Member of the U.S. House of Representatives from Arizona's 7th district
- Incumbent
- Assumed office November 12, 2025
- Preceded by: Raúl Grijalva

Member of the Pima County Board of Supervisors from the 5th district
- In office January 1, 2021 – April 4, 2025
- Preceded by: Betty Villegas
- Succeeded by: Andrés Cano

Personal details
- Born: Adelita Shirley Grijalva October 30, 1970 (age 55) Tucson, Arizona, U.S.
- Party: Democratic
- Spouse: Sol Gómez
- Children: 3
- Relatives: Raúl Grijalva (father)
- Education: University of Arizona (BA)
- Website: House website Campaign website

= Adelita Grijalva =

American politician (born 1970)

Adelita Shirley Grijalva (born October 30, 1970) is an American politician who has served as the U.S. representative for Arizona's 7th congressional district since November 12, 2025. A member of the Democratic Party, she previously served as a member of the Pima County Board of Supervisors for District 5 from 2021 to 2025 and on the Tucson Unified School District Governing Board from 2002 to 2022. She is the daughter of former U.S. representative Raúl Grijalva, who represented the district from 2003 until his death in 2025.

On September 23, 2025, Grijalva was elected to the U.S. House of Representatives in a special election to succeed her father, defeating Republican nominee Daniel Butierez.
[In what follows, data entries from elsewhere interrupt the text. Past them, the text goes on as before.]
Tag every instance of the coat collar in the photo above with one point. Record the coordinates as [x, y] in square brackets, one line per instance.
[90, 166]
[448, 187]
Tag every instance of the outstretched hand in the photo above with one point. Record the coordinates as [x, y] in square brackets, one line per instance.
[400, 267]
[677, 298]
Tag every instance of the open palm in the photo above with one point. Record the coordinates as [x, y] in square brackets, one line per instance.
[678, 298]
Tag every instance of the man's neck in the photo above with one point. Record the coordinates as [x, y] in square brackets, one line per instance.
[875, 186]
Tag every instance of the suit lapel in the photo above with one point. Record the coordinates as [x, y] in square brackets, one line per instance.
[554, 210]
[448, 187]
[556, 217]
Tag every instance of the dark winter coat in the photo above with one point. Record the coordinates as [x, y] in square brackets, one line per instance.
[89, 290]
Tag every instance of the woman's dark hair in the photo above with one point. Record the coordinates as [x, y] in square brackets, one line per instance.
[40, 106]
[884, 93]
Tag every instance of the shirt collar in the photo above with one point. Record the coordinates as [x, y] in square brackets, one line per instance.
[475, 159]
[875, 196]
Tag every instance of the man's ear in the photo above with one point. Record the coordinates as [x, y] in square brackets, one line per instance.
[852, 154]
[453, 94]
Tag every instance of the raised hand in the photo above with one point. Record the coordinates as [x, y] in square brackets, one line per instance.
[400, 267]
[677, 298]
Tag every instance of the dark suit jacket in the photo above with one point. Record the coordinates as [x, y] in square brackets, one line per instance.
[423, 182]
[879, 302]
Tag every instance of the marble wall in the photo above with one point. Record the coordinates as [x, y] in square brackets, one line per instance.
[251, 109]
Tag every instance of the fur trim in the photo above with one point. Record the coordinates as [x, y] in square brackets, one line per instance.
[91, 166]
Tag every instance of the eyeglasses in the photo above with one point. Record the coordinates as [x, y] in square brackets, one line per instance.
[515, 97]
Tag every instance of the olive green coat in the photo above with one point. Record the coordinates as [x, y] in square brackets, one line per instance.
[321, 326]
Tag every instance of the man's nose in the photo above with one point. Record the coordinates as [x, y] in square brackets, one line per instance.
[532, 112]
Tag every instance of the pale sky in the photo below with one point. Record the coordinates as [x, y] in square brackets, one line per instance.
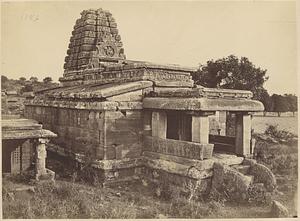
[35, 35]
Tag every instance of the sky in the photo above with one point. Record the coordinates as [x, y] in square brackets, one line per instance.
[35, 35]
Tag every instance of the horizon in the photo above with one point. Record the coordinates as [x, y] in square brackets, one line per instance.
[35, 35]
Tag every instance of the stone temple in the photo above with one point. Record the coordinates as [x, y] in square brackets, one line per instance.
[137, 119]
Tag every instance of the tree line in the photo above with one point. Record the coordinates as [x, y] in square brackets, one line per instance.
[23, 85]
[234, 73]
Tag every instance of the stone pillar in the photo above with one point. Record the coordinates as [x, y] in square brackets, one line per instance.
[243, 134]
[147, 122]
[200, 129]
[159, 124]
[40, 158]
[222, 122]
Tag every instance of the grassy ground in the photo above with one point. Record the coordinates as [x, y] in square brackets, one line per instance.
[72, 200]
[259, 124]
[66, 199]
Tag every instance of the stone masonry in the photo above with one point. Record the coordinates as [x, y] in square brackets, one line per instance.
[136, 119]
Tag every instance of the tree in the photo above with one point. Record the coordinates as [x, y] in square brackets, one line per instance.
[4, 81]
[22, 80]
[292, 102]
[280, 104]
[265, 98]
[232, 73]
[33, 79]
[47, 80]
[26, 88]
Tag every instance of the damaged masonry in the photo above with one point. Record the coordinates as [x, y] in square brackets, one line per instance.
[137, 119]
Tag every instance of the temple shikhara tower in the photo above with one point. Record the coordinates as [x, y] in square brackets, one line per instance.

In a move widely criticized by Democrats, the speaker of the House, Mike Johnson, refused to swear her in, promising to delay the swearing-in until the end of the 2025 United States federal government shutdown, which began the week after she won the special election. She was sworn in on November 12 after a seven-week delay, the longest in congressional history.

==Early life and education==
Grijalva is a native Tucsonan, the granddaughter of a bracero who came to the United States from Mexico in 1945 and the eldest daughter of her congressional predecessor, former U.S. representative Raúl Grijalva. She graduated from Pueblo High School in 1989 and the University of Arizona with a Bachelor of Arts degree in political science in 1995.

Grijalva served as director of the non-profit juvenile diversion program Pima County Teen Court for 25 years.

== Earlier political career ==
===Tucson Unified School District Governing Board===
Grijalva was the youngest woman ever elected to the Tucson Unified School District Governing Board in 2002, serving for 18 years, making her one of the longest-serving TUSD Board members in history. In 2008 she received Advocate of the Year from the Arizona School Counselors Association for her tireless advocacy to keep counselors in schools. She voted against firing the co-founder and director of Tucson Unified School District's Mexican American Studies program, and was the only board member who voted against shutting down its Mexican American Studies classes in 2012.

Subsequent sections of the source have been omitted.